Syrian refugees from Tal Abyad wait on the Turkish-Syrian border after crossing into Turkey near the Akcakale border gate in Sanliurfa province, Turkey, June 14, 2015. Reuters/Kadir Celikcan

Intense confrontations between Kurdish fighters and jihadists from the Islamic State group have prompted thousand of Syrians to flee, crossing the border into Turkey. The refugees illegally streamed across a border fence Sunday, and the Turkish government reversed its earlier stance, officially accepting the Syrians into its territory, Agence France-Presse reported.

Local officials in the Turkish border town of Akcakale told the news agency they had received permission from Ankara to allow the refugees to cross into the country after blocking Syrians from entering Turkey for several days. The decision was made as Syrian-Kurdish fighters advanced on the strategic Islamic State-held town of Tal Abyad.

Thousands of Syrians have fled the area in the past few days but had been prevented from crossing into Turkey, which maintained it would only allow refugees to enter in the event of a humanitarian tragedy. Turkish Deputy Prime Minister Numan Kurtulmus had said the situation was not at that level as recently as early Sunday.

"We are of the opinion that there isn't a humanitarian tragedy there," Kurtulmus said, in comments reported by the Associated Press. "Our priority is for them to remain within their border. We will continue to provide humanitarian aid to them.”

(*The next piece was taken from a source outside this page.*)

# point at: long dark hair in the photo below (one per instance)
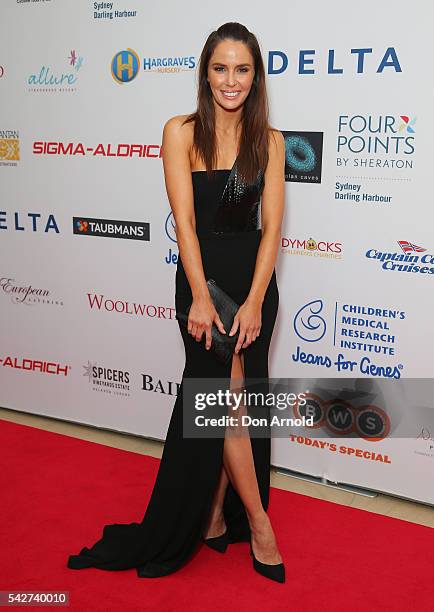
(253, 148)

But hours later, Turkey reversed its decision. Turkish troops stationed at the Akcakale border crossing were taken by surprise by the large number of refugees who gathered before breaking through a barrier, the AP said. Some of the refugees began pushing their way through an opening in the border fence as others passed infants over barbed wires into Turkish territory. Turkish troops were able to prevent refugees from going deeper into the country, with reinforcements gathering up Syrians who had crossed over illegally.

As many as 13,000 people already have crossed into Turkey as a result of fighting around the border, Reuters reported. At least 1,500 more people are still waiting to cross.